Here are the instructions:
- Prepare your base data in Excel.
- Open your PowerPoint and click “Insert Chart –> Clustered Bar Chart”. A new Excel worksheet will automagically open.
- Copy and paste your data into the chart area.
- Adjust the data range using the selection handles on the lower right corner. Your chart will adjust accordingly.
- Format your chart as you please (preferably using data visualization best practices.)
- You're done. Seriously. That's it.
- Enjoy much applauses and many cheer.
Now if this is “uncharted territory”, fear not: I’ve put together a quick free training video tutorial for you.
It also comes with a handy-dandy matching PowerPoint template with built-in bar and column chart! Click on the image below to snag it:
And an added bonus, I’ve already formatted this bar chart using data visualization best practices.
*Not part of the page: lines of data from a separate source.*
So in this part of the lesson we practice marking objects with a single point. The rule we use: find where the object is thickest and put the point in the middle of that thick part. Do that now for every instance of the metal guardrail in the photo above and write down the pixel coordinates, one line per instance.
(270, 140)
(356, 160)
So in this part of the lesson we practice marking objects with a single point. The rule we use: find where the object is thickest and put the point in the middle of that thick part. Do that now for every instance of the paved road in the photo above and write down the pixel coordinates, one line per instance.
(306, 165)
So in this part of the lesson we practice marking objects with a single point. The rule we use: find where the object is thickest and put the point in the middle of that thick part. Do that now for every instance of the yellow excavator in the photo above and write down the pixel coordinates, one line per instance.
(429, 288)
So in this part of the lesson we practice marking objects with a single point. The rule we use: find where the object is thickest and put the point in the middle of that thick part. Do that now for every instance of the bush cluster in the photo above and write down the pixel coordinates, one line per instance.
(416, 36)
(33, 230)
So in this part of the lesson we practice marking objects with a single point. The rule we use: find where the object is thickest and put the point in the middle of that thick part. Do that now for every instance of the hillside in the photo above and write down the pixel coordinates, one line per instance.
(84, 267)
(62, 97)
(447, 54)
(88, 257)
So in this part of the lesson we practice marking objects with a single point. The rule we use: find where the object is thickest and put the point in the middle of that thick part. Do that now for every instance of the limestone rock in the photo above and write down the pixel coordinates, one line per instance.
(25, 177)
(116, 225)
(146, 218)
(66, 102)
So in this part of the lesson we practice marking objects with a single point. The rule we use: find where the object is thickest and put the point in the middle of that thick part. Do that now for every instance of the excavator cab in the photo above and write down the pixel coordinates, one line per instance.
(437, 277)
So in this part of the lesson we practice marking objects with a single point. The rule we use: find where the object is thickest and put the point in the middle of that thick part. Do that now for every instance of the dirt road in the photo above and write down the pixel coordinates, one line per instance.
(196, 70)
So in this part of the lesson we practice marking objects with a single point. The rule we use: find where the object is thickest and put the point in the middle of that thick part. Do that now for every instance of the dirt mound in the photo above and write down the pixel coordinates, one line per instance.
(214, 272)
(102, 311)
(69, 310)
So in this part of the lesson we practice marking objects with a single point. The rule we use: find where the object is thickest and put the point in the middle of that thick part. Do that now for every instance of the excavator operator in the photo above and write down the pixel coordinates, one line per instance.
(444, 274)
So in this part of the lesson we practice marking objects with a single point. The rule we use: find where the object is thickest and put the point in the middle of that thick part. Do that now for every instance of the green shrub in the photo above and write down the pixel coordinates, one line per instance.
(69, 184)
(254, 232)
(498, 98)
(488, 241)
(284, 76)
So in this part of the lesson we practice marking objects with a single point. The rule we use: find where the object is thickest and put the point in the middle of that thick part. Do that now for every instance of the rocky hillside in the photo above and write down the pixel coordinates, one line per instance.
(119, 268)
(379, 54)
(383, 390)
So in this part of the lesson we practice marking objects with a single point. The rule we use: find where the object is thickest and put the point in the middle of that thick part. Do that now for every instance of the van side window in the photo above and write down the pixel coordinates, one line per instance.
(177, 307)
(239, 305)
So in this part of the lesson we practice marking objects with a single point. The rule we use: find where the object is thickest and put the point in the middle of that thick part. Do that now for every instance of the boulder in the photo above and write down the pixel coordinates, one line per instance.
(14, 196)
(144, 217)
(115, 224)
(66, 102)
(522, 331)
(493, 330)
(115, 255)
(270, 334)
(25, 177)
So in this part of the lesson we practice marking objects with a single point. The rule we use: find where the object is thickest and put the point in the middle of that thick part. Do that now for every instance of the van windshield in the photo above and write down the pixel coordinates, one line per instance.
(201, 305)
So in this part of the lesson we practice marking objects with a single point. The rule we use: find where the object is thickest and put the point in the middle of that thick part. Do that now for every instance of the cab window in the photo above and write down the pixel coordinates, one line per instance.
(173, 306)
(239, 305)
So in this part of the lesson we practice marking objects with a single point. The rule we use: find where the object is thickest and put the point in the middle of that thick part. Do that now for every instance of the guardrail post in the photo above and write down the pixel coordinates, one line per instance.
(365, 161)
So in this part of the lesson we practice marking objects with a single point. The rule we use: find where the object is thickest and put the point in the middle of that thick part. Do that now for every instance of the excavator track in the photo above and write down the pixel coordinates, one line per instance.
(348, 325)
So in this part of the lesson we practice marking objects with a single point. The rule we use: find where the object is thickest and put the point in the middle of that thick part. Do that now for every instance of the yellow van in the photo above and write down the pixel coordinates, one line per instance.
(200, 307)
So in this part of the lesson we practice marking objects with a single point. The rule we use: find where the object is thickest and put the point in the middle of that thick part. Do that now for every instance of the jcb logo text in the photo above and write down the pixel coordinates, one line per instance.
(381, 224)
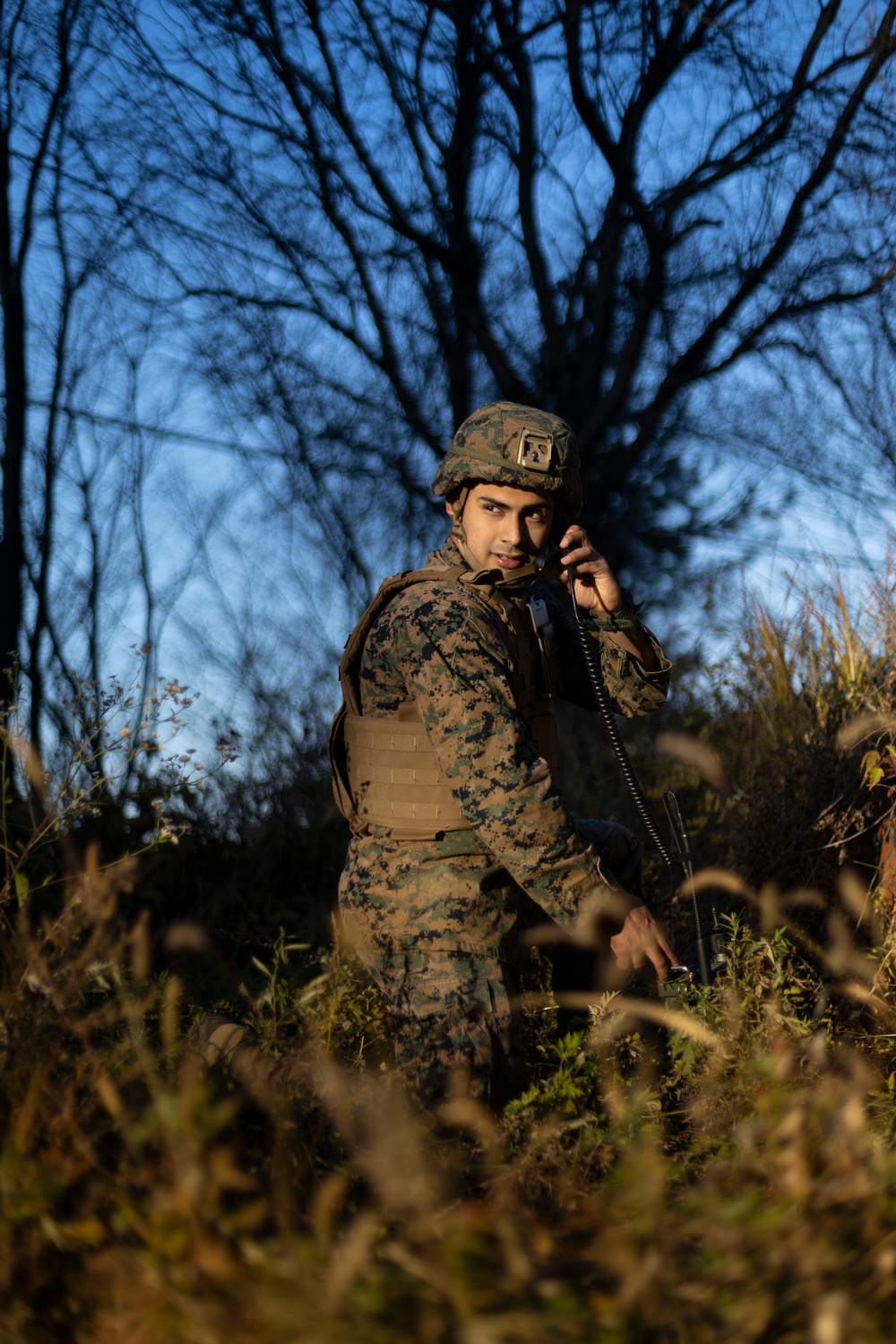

Try it out and let me know what you think!
For some perspective, below are screenshots of how each of these methods look, on both PC and Mac. My verdict is, built-in chart wins hands-down, especially on the Mac.
On a PC:
On a MAC:
A few bonus tips:
- A top priority in presentations is readability. Make sure your stakeholders won't need opera glasses to eyeball your conversion rate.
- My best trick for this is activating Slide Sorter view in PowerPoint with 6 slides. This gives you a bird's eye view that ensures total readability at any reasonable distance.
- Data labels and category/series labels must be readable, so aim for 20 pt font size or larger; I'm not as militant about axis labels.
Like many tasks involved with digital analytics, there are any number of ways of accomplishing this one.
The advantages to each method each have merit, but just make sure you’re making the most of the method you choose.
Because no one wants that kind of fuzzy math in their data presentation.